I have never understood this sport. What do you do with the fish. Some folks say they throw them in the garden. Some just throw them in the trash. And why?


----------



## ryanh487 (Jan 14, 2022)

Semi-Pro said:


> I have never understood this sport. What do you do with the fish. Some folks say they throw them in the garden. Some just throw them in the trash. And why?
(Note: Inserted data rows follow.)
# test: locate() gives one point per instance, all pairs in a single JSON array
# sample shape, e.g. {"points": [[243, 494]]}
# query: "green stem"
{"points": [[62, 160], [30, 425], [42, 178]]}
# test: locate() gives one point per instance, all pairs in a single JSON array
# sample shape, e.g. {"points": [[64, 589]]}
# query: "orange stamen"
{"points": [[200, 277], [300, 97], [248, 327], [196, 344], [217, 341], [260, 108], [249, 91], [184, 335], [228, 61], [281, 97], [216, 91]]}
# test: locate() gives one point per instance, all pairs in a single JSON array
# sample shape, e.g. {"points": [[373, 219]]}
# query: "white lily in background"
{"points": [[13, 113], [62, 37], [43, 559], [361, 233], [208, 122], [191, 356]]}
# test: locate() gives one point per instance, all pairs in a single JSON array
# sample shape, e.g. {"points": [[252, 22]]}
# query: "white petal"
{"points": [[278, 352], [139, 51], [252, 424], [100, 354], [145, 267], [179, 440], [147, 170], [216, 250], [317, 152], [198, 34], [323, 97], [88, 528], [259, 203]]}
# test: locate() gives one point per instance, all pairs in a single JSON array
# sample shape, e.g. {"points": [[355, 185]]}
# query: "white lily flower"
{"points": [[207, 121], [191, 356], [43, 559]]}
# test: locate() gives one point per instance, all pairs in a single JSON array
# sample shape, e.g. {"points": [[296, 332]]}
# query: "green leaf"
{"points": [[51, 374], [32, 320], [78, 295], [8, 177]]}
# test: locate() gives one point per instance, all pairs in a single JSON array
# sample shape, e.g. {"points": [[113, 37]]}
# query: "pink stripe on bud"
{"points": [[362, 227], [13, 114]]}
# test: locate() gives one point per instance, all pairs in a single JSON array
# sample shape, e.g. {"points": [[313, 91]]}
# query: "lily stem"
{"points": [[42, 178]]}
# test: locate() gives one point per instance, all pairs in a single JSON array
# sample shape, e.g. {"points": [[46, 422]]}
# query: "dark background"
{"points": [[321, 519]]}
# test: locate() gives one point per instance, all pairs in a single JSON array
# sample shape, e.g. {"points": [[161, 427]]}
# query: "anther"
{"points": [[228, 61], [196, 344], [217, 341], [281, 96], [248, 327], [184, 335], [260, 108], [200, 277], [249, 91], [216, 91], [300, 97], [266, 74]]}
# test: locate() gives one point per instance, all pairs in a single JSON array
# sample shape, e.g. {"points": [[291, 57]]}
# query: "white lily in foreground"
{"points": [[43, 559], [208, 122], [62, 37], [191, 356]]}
carp are invasive, breed quickly, and destroy the native plantlife that aquatic ecosystems revolve around as well as the beds of native fish.


----------



## Hooked On Quack (Jan 14, 2022)

Dang those are some FAT carp !


----------



## antharper (Jan 15, 2022)

Semi-Pro said:


> I have never understood this sport. What do you do with the fish. Some folks say they throw them in the garden. Some just throw them in the trash. And why?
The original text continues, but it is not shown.